South Australians who used an at-home medical care service have been swept up in Medibank's recent data breach, as the health insurer reports even more data was accessed in the attack.
After recently revealing all ahm, international student, and Medibank customer data had been exposed during the cyber incident, health insurer Medibank has now revealed patient information relating to South Australian service My Home Hospital was also accessed.
My Home Hospital is a service jointly run by Medibank and not-for-profit healthcare organisation Calvary on behalf of the state government.
Patients who used the service for at-home care may now face significant privacy complications, as the South Australian government agency Wellbeing SA said about 4,400 patients had both their personal and medical information accessed in Medibank's recent data breach.
"It has become clear that the criminal has accessed patient information relating to My Home Hospital," said Medibank.
"The data accessed includes personal information and some health data," it added.
Wellbeing SA chief executive Lyn Dean told ABC that Medibank had initially advised the My Home Hospital program was not caught up in the data breach.
On 26 October, however, Wellbeing SA was notified that both personal information and medical records of My Home Hospital patients had been accessed.
"My Home Hospital patients are the only SA Health patients aligned with Medibank and, therefore, the only ones who could have been affected," said Dean.
Dean said personal information such as names, addresses, date of birth and the reason for admission were accessed.
"My Home Hospital patients who accessed the service for the first time on or after October 13 are not impacted by the breach," said Dean.
My Home Hospital is a relatively new service, having been launched in January 2021 to help reduce ambulance ramping and overcrowding at hospitals.

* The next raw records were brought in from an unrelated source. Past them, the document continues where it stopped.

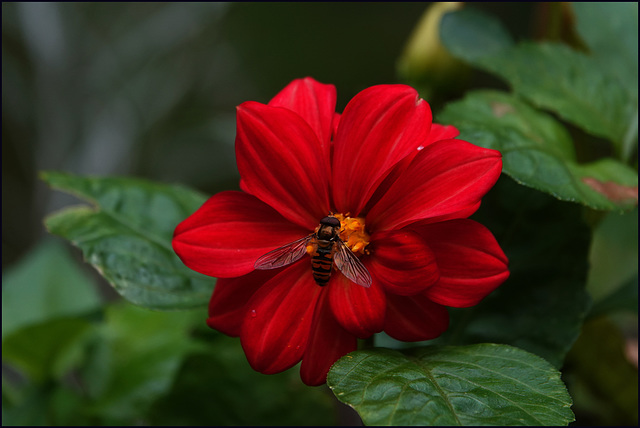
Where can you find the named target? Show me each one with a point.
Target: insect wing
(351, 266)
(284, 255)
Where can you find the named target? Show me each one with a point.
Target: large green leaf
(127, 235)
(134, 360)
(538, 152)
(46, 284)
(551, 76)
(484, 384)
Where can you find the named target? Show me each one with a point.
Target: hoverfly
(327, 249)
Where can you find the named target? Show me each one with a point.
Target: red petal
(328, 342)
(227, 307)
(358, 309)
(380, 126)
(314, 102)
(415, 318)
(282, 163)
(402, 262)
(445, 177)
(228, 233)
(278, 318)
(471, 262)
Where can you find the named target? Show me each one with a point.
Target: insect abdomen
(322, 263)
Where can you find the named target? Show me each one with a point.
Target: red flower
(402, 188)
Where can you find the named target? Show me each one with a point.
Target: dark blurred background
(150, 89)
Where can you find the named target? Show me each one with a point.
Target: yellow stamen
(353, 233)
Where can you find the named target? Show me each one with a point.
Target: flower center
(353, 233)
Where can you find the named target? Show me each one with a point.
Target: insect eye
(330, 221)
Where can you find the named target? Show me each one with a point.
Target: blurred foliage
(149, 90)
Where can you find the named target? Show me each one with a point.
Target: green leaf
(550, 76)
(601, 378)
(470, 34)
(538, 152)
(613, 256)
(610, 30)
(484, 384)
(45, 284)
(47, 350)
(127, 235)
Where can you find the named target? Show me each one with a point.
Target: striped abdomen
(322, 262)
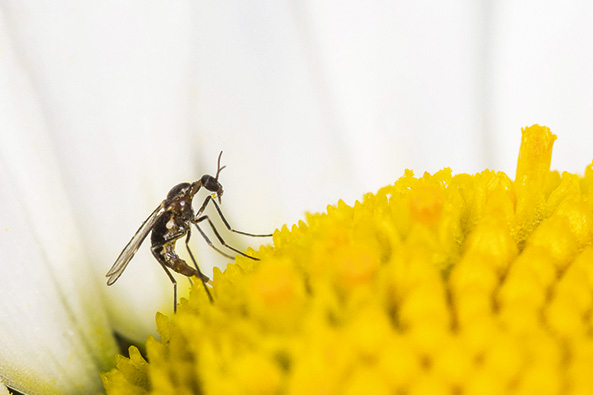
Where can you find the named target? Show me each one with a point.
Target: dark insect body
(172, 220)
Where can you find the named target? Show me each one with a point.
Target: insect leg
(226, 223)
(159, 259)
(205, 218)
(203, 277)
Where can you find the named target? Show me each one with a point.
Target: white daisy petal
(54, 336)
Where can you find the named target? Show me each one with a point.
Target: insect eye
(211, 183)
(177, 190)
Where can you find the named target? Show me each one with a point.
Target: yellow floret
(452, 284)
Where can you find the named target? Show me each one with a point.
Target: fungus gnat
(172, 220)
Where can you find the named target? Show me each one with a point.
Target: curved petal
(54, 336)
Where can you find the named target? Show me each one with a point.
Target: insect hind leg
(202, 276)
(220, 239)
(163, 264)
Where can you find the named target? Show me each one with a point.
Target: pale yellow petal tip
(435, 284)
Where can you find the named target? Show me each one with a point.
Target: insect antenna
(218, 166)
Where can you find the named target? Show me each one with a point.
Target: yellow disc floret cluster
(440, 284)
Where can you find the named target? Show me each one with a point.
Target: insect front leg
(220, 239)
(226, 223)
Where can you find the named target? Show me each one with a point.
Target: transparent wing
(130, 249)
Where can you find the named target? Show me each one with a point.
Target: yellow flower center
(468, 284)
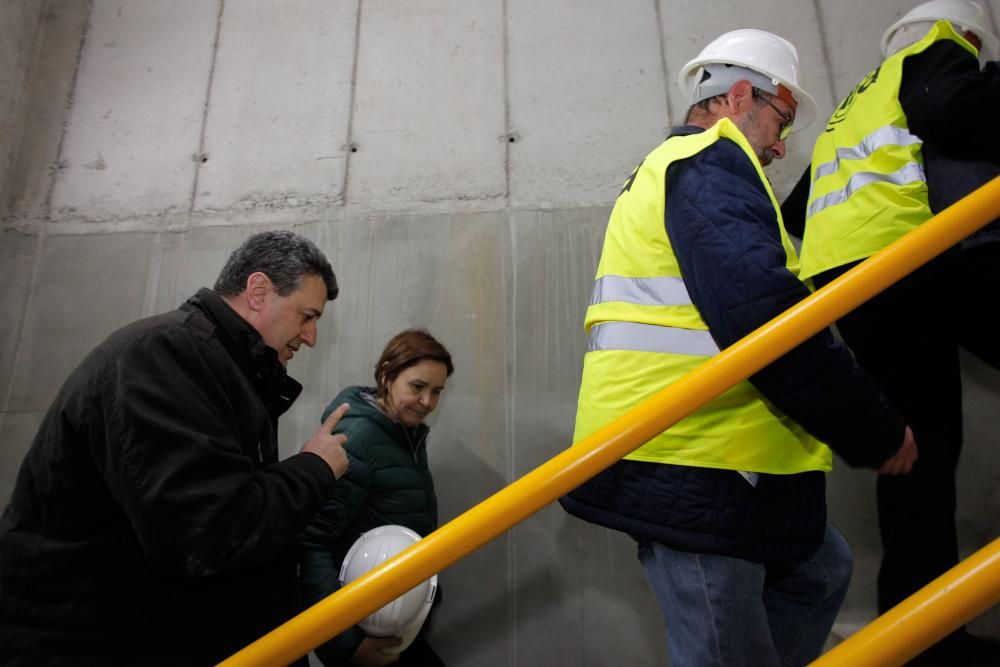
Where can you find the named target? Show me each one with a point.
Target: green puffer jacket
(388, 482)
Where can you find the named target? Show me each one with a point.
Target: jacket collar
(245, 345)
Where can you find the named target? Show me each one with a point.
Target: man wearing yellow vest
(868, 186)
(728, 506)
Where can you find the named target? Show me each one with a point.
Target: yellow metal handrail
(584, 459)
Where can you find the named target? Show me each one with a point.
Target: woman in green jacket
(388, 482)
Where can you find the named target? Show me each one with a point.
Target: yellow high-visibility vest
(868, 186)
(645, 334)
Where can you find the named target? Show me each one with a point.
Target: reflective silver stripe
(909, 173)
(637, 337)
(888, 135)
(658, 291)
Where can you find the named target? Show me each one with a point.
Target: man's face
(286, 322)
(762, 127)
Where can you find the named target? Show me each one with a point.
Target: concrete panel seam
(22, 330)
(350, 147)
(508, 131)
(657, 6)
(60, 164)
(825, 49)
(199, 158)
(21, 112)
(510, 391)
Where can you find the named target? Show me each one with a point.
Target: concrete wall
(457, 160)
(19, 22)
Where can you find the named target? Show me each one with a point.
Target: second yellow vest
(868, 186)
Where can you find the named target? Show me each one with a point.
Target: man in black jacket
(151, 521)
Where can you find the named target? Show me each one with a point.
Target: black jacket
(151, 522)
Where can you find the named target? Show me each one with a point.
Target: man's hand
(902, 461)
(370, 654)
(328, 446)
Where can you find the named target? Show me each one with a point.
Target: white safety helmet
(404, 616)
(964, 15)
(764, 59)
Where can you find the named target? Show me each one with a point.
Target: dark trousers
(907, 339)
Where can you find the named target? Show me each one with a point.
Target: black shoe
(960, 649)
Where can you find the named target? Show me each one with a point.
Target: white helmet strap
(717, 78)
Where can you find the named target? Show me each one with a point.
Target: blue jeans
(722, 611)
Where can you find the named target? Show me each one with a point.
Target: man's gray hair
(284, 257)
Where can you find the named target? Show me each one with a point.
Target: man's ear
(258, 287)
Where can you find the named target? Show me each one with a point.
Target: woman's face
(415, 392)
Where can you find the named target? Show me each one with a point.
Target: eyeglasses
(785, 128)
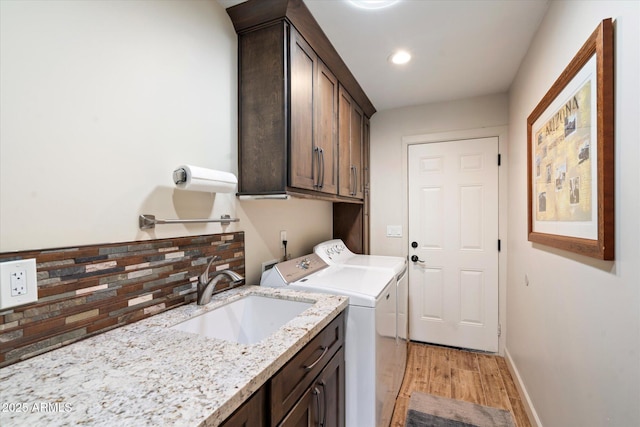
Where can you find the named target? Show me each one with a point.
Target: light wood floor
(456, 374)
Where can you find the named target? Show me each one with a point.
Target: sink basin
(246, 321)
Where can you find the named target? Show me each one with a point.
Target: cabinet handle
(310, 367)
(321, 163)
(354, 180)
(316, 393)
(324, 404)
(316, 173)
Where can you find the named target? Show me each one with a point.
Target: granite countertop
(147, 374)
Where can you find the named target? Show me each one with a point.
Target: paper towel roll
(195, 178)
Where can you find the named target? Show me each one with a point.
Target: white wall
(388, 203)
(100, 101)
(574, 332)
(464, 119)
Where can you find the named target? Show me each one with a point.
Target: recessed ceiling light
(373, 4)
(400, 57)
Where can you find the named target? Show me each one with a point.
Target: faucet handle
(204, 277)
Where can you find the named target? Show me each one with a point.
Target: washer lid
(362, 286)
(335, 252)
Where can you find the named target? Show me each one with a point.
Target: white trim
(501, 133)
(528, 405)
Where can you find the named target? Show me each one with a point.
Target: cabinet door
(304, 158)
(306, 411)
(350, 133)
(326, 142)
(323, 403)
(331, 383)
(355, 149)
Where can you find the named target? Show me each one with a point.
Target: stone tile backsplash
(84, 291)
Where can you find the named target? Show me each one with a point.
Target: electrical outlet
(18, 283)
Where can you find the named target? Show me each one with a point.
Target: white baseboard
(528, 406)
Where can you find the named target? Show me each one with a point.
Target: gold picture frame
(570, 154)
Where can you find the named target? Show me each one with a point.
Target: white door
(453, 224)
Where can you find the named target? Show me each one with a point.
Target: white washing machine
(335, 252)
(370, 335)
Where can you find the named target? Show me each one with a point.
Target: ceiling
(460, 48)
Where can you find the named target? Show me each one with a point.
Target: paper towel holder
(147, 221)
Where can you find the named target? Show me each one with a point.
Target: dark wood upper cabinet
(351, 125)
(290, 85)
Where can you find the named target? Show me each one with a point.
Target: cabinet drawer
(252, 413)
(288, 385)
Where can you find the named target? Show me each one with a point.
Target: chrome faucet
(206, 285)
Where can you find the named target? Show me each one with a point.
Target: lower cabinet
(252, 413)
(308, 391)
(321, 404)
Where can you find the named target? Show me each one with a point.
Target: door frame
(500, 132)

Dean also emphasised medical records had not been explicitly breached.
"The data has been accessed, but [Medicare] does not know whether at this point the data has been stolen," Dean said on Friday morning.
Has the data been leaked?
Despite nearly three weeks having passed since the initial attack was reported by Medibank, the full extent of stolen data is still unclear.
Medibank's recent updates have revealed the alleged criminal potentially "had access" to the data of at least 4 million Medibank customers across Australia, as well as this new subset of data from My Home Hospital patients, but the health insurer is yet to report evidence of data having actually left its systems.
While the alleged criminal behind the attack has reportedly provided Medibank with small samples of stolen data, the precise amount of data actually removed from the health insurers' systems is yet unknown.
"While Medibank has not yet determined if the data has been illegally taken from our system, we know it has been accessed," said Medibank.
Medibank released a further update on October 28, providing insight to the meaning of the word 'access' related to its unfolding cyber incident.
"We appreciate how important it is for you to understand what 'access' means," said Medibank CEO, David Koczkar.
"In this case, it means the data was either viewed, or the folder where the data is stored was viewed, by the criminal," he explained.
Medibank's cybercrime event is subject to ongoing criminal investigation by the Australian Federal Police, and further updates are being released as events unfold.
Government activates the National Coordination Mechanism
More recently, the Federal Government activated the National Coordination Mechanism (NCM) in response to the Medibank attack.
The NCM is a response tool used to bring together representatives of both government and non-government organisations to coordinate, communicate and collaborate during responses to crises.
In an update given to Parliament, Cyber Security Minister Clare O'Neil said the NCM was “set up by the former government as a crisis response mechanism to deal with the most difficult and complex aspects of managing the pandemic”.
"We are picking up that model. What we can see is that Medibank is just as complex and just as urgent as some of what we dealt with there."
As investigations and government cooperation continues, Medibank has begun contacting affected patients directly.
Medibank also urges customers to be alert for phishing scams, and to verify any communications they receive to ensure they are legitimate.
"We unreservedly apologise to our patients who have been the victims of this very serious crime," said Medibank.